Ia menegaskan tambahan korban jiwa ini merupakan warga yang meninggal dunia akibat dampak tidak langsung dari gempa tersebut. Rinciannya, dua orang berasal dari Kabupaten Manggarai, dua orang dari Kabupaten Manggarai Timur, tiga orang dari Kabupaten Nagekeo, dan satu orang dari Kabupaten Ngada.

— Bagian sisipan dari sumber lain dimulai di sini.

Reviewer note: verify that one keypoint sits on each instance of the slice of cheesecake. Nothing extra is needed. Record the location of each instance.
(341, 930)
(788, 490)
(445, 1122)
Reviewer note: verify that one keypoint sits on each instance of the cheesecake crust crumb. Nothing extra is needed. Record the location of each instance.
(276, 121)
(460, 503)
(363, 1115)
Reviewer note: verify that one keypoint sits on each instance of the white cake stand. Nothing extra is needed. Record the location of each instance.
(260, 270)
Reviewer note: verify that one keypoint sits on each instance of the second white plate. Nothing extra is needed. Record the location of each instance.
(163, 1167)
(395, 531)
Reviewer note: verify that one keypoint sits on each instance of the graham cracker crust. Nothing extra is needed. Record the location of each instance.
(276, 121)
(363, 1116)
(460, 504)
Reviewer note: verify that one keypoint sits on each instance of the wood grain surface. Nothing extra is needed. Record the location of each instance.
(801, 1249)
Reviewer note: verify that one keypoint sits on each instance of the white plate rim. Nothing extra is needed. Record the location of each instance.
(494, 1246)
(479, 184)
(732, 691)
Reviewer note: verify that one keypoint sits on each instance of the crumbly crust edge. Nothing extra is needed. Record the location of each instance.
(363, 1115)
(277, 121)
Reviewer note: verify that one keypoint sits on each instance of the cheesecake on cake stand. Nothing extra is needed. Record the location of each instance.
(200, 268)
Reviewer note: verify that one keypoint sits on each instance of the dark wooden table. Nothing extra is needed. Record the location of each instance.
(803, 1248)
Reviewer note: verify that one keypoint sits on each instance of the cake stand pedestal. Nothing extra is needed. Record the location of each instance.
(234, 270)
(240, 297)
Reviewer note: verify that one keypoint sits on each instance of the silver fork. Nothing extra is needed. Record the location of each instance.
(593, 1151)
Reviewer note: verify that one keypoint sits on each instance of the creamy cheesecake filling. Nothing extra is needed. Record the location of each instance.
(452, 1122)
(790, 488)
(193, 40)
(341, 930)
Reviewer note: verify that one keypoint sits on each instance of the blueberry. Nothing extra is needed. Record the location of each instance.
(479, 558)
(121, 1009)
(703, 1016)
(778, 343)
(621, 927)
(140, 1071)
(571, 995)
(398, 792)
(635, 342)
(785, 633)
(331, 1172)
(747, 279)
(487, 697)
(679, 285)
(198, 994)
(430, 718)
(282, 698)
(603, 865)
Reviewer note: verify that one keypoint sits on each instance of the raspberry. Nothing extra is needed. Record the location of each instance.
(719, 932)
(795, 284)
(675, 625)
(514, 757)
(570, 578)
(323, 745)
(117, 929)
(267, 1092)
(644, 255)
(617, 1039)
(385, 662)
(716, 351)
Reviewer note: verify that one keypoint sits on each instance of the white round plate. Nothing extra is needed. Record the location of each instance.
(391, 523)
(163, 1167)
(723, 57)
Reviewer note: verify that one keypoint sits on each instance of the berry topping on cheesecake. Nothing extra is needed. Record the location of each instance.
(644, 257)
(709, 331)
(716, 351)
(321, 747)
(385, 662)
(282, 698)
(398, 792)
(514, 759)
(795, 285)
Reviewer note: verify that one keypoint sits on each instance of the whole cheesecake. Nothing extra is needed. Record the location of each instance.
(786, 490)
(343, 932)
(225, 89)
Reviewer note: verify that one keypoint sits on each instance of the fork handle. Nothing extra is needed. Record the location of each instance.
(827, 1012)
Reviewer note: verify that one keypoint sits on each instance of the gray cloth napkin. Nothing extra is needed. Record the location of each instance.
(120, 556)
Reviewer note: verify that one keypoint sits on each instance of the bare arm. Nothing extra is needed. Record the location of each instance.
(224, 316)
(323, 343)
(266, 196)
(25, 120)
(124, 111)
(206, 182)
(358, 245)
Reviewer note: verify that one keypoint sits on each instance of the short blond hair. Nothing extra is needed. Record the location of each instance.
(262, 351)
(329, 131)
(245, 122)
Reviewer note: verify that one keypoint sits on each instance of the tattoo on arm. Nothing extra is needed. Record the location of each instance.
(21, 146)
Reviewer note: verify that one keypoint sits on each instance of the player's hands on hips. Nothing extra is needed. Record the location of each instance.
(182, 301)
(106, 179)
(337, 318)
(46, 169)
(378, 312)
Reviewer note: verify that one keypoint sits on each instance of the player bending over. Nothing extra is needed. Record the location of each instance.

Selain itu, jumlah korban luka-luka akibat gempa juga mengalami peningkatan. Data yang dicatat BNPB, jumlah korban luka akibat gempa ini sebanyak 986 orang.
"Sedangkan jumlah yang luka ada sebanyak 986 jiwa, yang semula kami laporkan 907 jiwa, bertambah sebanyak 79 jiwa," tuturnya.